Thu, May 04, 2017 - Page 10 News List

Fairfax Media to cut Australia staff by 25%


Staff at the Age in Melbourne, Australia, walk out in protest after Fairfax Media announced a round of staff cuts.

Photo: Reuters

Struggling Australian publishing giant Fairfax Media yesterday said it would axe about one-quarter of its newsroom staff in Australia, prompting journalists at two of the company’s major newspapers to strike.

Fairfax’s announcement that it would slash 125 editorial jobs at its Australian newspapers came just hours after the company’s New Zealand operation lost out on a proposed merger with another New Zealand publisher. The companies had hoped the merger would save money and stave off job cuts.

Fairfax, which has seen a decline in its advertising revenue and circulation numbers, is attempting to cut costs by A$30 million (US$22.48 million). The company had axed 120 jobs from its Australian newsrooms a year ago in an earlier cost-cutting measure.

In response to the latest cuts, workers at the Sydney Morning Herald and Melbourne paper the Age voted to go on a one-week strike.

Sean Nicholls, a journalist at the Herald, blasted the job cuts as short-sighted and a threat to media diversity.

If the Herald and Age shut down, Nicholls said, Sydney and Melbourne would be left with just one daily newspaper each, both run by Rupert Murdoch’s News Corp.

“This threatens the very existence of the newspapers, let alone the future quality of our newspapers,” Nicholls told reporters. “We acknowledge that the media in Australia, like everywhere else in the world, is in a very difficult position, but just cutting jobs again and again and again is not the way to do it.”

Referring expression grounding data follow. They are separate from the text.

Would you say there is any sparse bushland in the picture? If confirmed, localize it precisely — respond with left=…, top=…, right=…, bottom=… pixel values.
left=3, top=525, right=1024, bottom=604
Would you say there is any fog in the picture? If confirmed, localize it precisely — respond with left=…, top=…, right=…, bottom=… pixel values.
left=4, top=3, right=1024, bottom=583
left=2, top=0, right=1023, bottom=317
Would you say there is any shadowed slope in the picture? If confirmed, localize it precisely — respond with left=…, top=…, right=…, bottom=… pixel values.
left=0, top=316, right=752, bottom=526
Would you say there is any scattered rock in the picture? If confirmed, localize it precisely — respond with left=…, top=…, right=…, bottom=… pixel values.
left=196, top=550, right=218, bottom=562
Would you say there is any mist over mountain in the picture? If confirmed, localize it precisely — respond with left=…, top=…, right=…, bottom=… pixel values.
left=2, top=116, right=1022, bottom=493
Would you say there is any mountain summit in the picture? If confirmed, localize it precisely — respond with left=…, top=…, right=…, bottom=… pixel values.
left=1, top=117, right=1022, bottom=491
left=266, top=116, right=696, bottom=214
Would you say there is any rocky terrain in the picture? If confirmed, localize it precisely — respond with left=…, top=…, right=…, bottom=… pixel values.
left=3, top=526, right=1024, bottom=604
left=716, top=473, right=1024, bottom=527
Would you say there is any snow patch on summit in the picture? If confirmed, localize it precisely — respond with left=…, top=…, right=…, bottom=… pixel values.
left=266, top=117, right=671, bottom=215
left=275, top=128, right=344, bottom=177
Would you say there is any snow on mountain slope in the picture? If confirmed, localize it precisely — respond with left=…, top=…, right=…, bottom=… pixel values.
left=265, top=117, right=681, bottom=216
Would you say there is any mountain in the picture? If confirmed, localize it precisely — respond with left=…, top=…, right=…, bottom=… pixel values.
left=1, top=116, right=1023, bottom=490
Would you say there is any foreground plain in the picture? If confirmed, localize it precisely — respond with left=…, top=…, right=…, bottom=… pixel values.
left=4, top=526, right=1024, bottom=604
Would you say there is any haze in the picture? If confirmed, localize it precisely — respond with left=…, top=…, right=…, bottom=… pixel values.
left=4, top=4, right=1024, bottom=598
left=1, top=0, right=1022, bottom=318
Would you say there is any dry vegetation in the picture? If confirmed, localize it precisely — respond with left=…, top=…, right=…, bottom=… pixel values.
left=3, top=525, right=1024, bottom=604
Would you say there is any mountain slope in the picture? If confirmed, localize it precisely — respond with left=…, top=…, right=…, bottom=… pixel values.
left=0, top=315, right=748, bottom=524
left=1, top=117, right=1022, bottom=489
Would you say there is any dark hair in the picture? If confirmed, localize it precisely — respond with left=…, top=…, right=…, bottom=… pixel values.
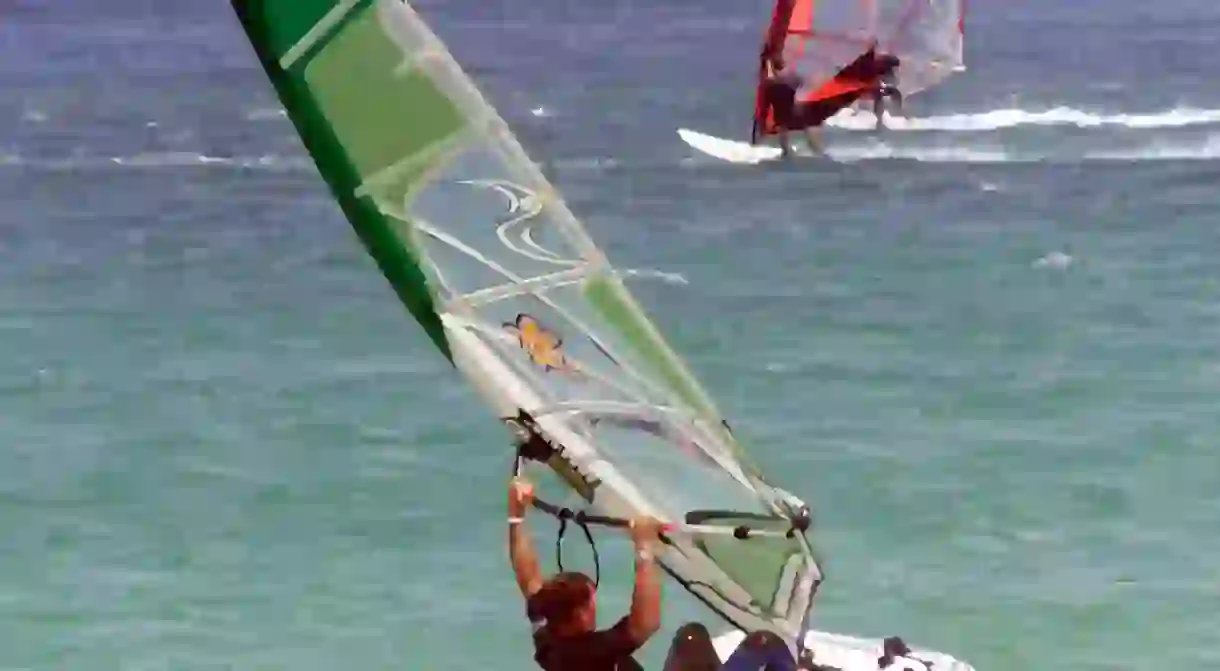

Fairfax Media, which owns Fairfax New Zealand, had hoped to ward off even deeper job losses by merging its New Zealand operation with NZME, which publishes New Zealand’s largest daily newspaper.

However, the New Zealand Commerce Commission yesterday rejected the proposal, saying the benefits of saving money and extending the life of some newspapers did not outweigh the harm it would cause to democracy.

The commission said the combined company would have controlled nearly 90 percent of the daily newspaper market and a majority of traffic to online New Zealand news.

“This merger would concentrate media ownership and influence to an unprecedented extent for a well-established modern liberal democracy,” commission chairman Mark Berry said in a statement.

The merger would have reduced the quality of news and the diversity of voices, he said, adding that competition between news outlets resulted in better content.

Both Fairfax and NZME said they were disappointed by the commission’s decision.

Fairfax said it would need to cut costs and consolidate some of its publications, while NZME said it was considering its options.

E tu, the union representing journalists, said it welcomed the commission’s decision.

The union’s senior industrial officer Paul Tolich said it agrees with the commission that media monopolies are unacceptable.